Intezer first found the Linux variant of ACBackdoor on a Romanian-hosted server. Its researchers didn’t uncover any information about the delivery vector used for this version of the backdoor. They had more success with the Windows variant of the malware, however. They discovered that those behind the multiplatform backdoor had enough funding to purchase the Fallout exploit kit and use it to distribute their Windows-based malware via several malvertising campaigns.
Additional analysis revealed that the backdoor was capable of arbitrarily executing shell commands and binaries along with establishing persistence and implementing updates. This deep dive into the malware also revealed that the Linux variant was more sophisticated than and likely written before the Windows version. Intezer explained that this finding could indicate that ACBackdoor’s developers are more comfortable with developing Linux-based malware instead of threats for Windows systems.
Other Recently Discovered Backdoors
ACBackdoor isn’t the only new backdoor that security researchers have recently uncovered. In October 2019, security researcher Patrick Wardle analyzed AppleJeus, a new macOS backdoor developed by the infamous Lazarus APT group.

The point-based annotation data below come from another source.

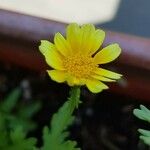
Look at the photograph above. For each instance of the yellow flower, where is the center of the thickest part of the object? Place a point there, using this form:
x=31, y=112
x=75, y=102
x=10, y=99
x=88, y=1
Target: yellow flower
x=76, y=59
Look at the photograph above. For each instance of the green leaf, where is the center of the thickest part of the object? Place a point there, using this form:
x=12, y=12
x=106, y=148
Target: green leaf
x=19, y=140
x=145, y=136
x=55, y=137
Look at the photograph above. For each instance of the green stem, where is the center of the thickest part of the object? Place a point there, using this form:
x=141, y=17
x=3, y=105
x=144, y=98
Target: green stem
x=74, y=98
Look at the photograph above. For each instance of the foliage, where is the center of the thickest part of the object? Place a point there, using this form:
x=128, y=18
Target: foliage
x=144, y=114
x=15, y=122
x=55, y=137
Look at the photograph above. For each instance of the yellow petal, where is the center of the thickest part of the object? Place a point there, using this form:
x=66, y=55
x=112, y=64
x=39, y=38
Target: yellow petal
x=97, y=40
x=62, y=45
x=57, y=75
x=107, y=54
x=95, y=86
x=91, y=39
x=73, y=35
x=107, y=73
x=52, y=57
x=101, y=78
x=87, y=36
x=73, y=81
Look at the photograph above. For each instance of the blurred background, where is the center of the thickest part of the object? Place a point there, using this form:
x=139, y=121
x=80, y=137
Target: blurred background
x=104, y=121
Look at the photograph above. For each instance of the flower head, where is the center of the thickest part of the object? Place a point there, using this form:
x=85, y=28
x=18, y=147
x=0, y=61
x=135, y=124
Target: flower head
x=76, y=59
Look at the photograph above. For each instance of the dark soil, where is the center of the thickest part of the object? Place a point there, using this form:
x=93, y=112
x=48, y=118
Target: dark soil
x=103, y=121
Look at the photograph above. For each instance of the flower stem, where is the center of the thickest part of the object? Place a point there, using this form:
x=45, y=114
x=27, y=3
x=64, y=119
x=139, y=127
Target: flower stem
x=74, y=99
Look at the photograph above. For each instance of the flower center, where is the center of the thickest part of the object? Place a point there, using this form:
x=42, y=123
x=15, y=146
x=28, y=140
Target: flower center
x=79, y=65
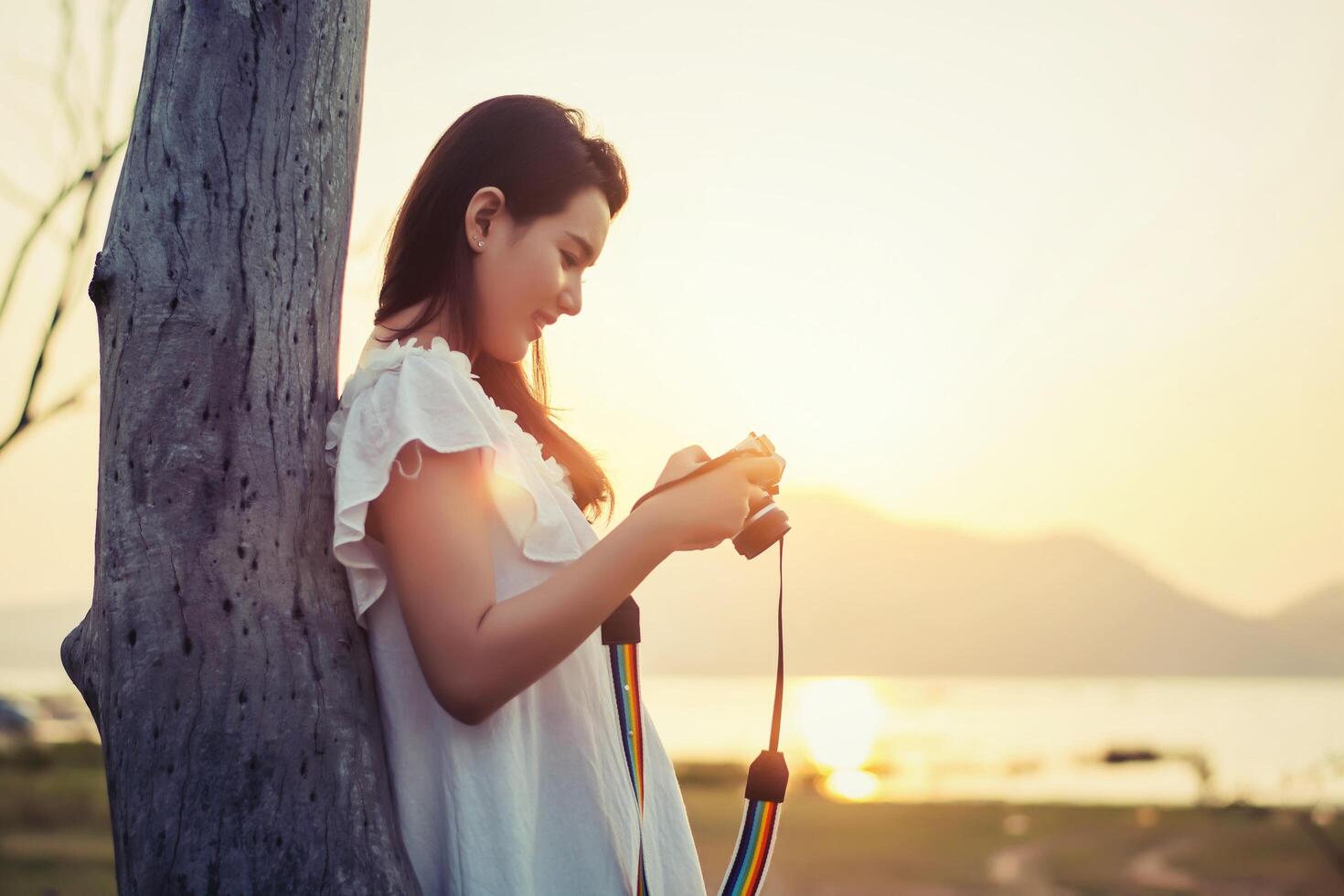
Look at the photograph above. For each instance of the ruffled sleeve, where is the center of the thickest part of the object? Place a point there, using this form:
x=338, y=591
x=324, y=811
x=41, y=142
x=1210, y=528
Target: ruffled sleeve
x=403, y=394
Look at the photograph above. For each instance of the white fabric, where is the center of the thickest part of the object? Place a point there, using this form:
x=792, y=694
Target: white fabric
x=537, y=798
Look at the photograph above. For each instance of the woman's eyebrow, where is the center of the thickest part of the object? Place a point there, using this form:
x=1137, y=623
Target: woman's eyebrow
x=582, y=242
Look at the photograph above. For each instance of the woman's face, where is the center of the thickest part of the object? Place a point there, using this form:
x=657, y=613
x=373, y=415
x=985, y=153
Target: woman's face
x=529, y=277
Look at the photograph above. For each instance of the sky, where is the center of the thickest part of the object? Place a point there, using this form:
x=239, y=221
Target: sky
x=1011, y=268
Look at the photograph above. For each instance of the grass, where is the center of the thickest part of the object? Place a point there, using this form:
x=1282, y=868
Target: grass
x=56, y=838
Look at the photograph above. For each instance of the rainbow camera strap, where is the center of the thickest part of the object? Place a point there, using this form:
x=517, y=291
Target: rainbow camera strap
x=768, y=776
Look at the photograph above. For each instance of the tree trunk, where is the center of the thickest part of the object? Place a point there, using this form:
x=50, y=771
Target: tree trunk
x=220, y=658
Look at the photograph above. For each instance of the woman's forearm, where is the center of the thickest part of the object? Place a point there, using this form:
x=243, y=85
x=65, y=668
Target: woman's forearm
x=522, y=638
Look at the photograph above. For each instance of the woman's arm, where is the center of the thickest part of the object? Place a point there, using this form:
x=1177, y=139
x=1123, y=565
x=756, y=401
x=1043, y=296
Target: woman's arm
x=479, y=655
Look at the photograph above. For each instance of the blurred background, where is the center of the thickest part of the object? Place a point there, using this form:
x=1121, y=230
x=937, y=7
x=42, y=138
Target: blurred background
x=1041, y=303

That was just a few days before ESET revealed that the Winnti Group was using a new backdoor called PortReuse to target organizations in the Asian gaming industry. Less than a month later, Kaspersky Lab unveiled its discovery that the Platinum group had begun using the Titanium backdoor against targets in South and Southeast Asia.
How to Defend Against ACBackdoor
Without a known delivery vector, it’s difficult for security professionals to take steps that can meaningfully protect their organizations against the Linux variant of ACBackdoor. That being said, they can use thoughtful prioritization of known software vulnerabilities to block attacks involving exploit kits like Fallout, including those that distribute the Windows-based version of the backdoor.
Companies should also use security information and event management (SIEM) data to receive context about their vulnerabilities, information that they can then use to craft a remediation strategy.